Identifying etiologic genetic contributors to neuropsychiatric illnesses such as ADHD has proven more difficult than anticipated, providing less potentially clinically relevant information than has been the case for many nonpsychiatric medical illnesses. The hope is that genetic information will provide new targets for medication development, clarify the mechanisms of the illness, and perhaps lead to biomarkers that identify relevant subtypes of the illness.

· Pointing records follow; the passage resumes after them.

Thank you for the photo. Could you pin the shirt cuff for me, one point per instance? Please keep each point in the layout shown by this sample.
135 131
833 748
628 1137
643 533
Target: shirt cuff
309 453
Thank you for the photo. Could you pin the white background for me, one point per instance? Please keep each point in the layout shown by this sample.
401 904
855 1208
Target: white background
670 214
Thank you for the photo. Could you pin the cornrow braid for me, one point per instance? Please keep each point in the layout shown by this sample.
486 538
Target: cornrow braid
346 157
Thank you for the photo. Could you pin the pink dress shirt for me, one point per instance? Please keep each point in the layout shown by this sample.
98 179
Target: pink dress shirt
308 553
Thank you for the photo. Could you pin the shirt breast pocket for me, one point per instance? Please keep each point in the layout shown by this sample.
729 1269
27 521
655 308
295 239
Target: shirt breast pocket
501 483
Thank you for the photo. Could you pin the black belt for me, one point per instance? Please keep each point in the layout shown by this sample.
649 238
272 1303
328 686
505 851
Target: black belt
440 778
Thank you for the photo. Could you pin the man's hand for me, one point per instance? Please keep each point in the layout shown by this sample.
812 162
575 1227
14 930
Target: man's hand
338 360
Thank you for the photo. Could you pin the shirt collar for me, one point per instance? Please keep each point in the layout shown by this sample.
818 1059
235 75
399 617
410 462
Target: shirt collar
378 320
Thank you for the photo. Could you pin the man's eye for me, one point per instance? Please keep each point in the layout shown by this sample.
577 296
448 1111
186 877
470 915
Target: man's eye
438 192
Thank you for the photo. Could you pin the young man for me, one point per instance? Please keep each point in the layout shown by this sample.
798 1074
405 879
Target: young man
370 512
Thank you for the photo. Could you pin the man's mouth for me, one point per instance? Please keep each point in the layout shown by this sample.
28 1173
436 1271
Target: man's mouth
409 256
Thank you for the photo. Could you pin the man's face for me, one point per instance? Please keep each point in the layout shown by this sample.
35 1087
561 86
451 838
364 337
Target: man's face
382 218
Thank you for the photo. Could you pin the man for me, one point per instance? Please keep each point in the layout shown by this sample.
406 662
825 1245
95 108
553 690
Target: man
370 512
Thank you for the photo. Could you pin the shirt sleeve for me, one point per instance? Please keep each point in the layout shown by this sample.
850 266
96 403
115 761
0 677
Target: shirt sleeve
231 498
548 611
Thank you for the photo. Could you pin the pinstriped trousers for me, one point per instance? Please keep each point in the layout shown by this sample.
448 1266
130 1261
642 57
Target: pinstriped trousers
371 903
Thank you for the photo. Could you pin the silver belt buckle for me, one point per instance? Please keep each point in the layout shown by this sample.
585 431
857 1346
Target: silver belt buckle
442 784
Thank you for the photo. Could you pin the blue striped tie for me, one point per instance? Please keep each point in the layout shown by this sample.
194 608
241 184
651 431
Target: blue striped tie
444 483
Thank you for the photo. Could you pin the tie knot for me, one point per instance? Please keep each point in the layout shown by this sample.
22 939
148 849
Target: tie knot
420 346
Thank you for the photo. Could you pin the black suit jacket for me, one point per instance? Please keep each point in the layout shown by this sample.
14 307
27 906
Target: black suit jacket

CHRNA7 has also been implicated in other psychiatric conditions, including schizophrenia, bipolar disorder, autism, and nicotine addiction (9–12), suggesting that overlap in etiology may require the field to rethink its diagnostic classification and that the development of drugs targeting nicotinic receptors for treatment of these other illnesses may accordingly have some transferability to ADHD. Williams et al. note that reactions to stress and the release of dopamine have both been associated with CHRNA7 and the α7 nicotinic acetylcholine receptor, the product of the gene. They also note a modest association of the CHRNA7 CNV with conduct disorder, an ADHD comorbidity that often foreshadows more severe adult psychopathology, including sociopathy and substance abuse.